Latent growth curve modelling was used to derive distinct body height trajectories from 0 to 11 years (A) and from 0 to 18 years (B) of individuals in The Danish National Birth Cohort. The figures display the class-specific estimated average height (z-scores) for age with 95% confidence intervals. The normal height groups in both figures were characterized as having a birth length above the mean, which was expected since z-scores were made according to the WHO-reference and Scandinavian newborns are generally longer at birth
Discussion
To our knowledge, this is the first large-scale birth cohort study including several prospectively collected height measures during childhood and adolescence as well as spinal pain in both pre-and late adolescence. We demonstrated that being tall during childhood and adolescence predisposed to spinal pain in pre-adolescence and late adolescence among girls, and tall height at age 11 and 18 predisposed to severe spinal pain among boys in late adolescence. Further, the presence of spinal pain in pre-adolescence predisposed to spinal pain in late adolescence regardless of height at age 18. Height trajectories were confirmative of tall girls being more likely to have spinal pain.

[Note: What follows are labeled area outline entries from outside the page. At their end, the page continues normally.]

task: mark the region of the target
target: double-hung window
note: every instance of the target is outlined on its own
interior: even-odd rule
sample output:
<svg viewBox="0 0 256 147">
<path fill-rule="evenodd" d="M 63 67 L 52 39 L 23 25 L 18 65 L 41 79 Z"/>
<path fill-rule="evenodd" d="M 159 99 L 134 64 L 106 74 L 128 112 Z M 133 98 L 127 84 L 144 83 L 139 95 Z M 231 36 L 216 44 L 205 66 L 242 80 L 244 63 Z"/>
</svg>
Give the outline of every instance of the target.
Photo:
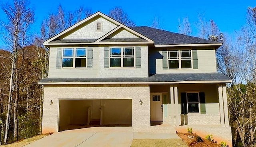
<svg viewBox="0 0 256 147">
<path fill-rule="evenodd" d="M 188 113 L 199 113 L 200 98 L 198 92 L 187 93 Z"/>
<path fill-rule="evenodd" d="M 110 67 L 134 67 L 134 47 L 110 48 Z"/>
<path fill-rule="evenodd" d="M 191 50 L 169 51 L 169 69 L 191 69 L 192 67 Z"/>
<path fill-rule="evenodd" d="M 63 51 L 62 67 L 86 67 L 86 48 L 64 48 Z"/>
</svg>

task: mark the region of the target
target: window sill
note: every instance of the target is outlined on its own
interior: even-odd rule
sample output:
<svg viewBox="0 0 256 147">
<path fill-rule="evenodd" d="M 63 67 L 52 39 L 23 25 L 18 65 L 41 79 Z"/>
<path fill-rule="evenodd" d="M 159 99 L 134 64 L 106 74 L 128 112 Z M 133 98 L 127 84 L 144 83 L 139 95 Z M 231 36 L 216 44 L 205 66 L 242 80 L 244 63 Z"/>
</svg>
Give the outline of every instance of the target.
<svg viewBox="0 0 256 147">
<path fill-rule="evenodd" d="M 192 68 L 187 68 L 187 69 L 168 69 L 167 70 L 194 70 L 194 69 L 194 69 Z"/>
<path fill-rule="evenodd" d="M 200 113 L 188 113 L 187 114 L 188 116 L 219 116 L 220 114 L 201 114 Z"/>
<path fill-rule="evenodd" d="M 110 70 L 120 70 L 120 69 L 135 69 L 135 67 L 109 67 L 108 69 Z"/>
<path fill-rule="evenodd" d="M 87 67 L 81 67 L 81 68 L 74 68 L 74 67 L 62 67 L 60 69 L 62 70 L 87 70 L 88 69 Z"/>
</svg>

The existing literature is contradictive according to the association between height and musculoskeletal pain including back pain [35]. Our findings illustrated tall body height to be associated with spinal pain in adolescence with onset in pre-adolescence for girls and later for boys. Hebert et al. found that pubertal development and increase in height were potentially risk factors for spinal pain in 10-12-year-olds with no indication of interaction with sex [36]. In line with our findings in late adolescence, Hershkovich et al. investigated boys and girls separately and found height to be positively associated with low back pain among 17-year-old (i.e., late adolescence) girls and boys [13]. During adolescence pubertal maturation (i.e., the pubertal growth spurt and changes in hormone levels) occurs earlier in girls than in boys [7, 15, 30], and affects very differently between sexes and within individuals [15, 37]. In addition, changes in hormone levels are demonstrated to impact on pain perception [37,38,39]. Pubertal maturation has previously been related to back pain in adolescents [36, 40], and therefore the earlier onset of spinal pain in girls could potentially correspond the time of puberty [4], since the majority of individuals in DNBC-11 were 11 years of age. In contrast to our expectations, adjusting for pubertal maturation had no impact for boys.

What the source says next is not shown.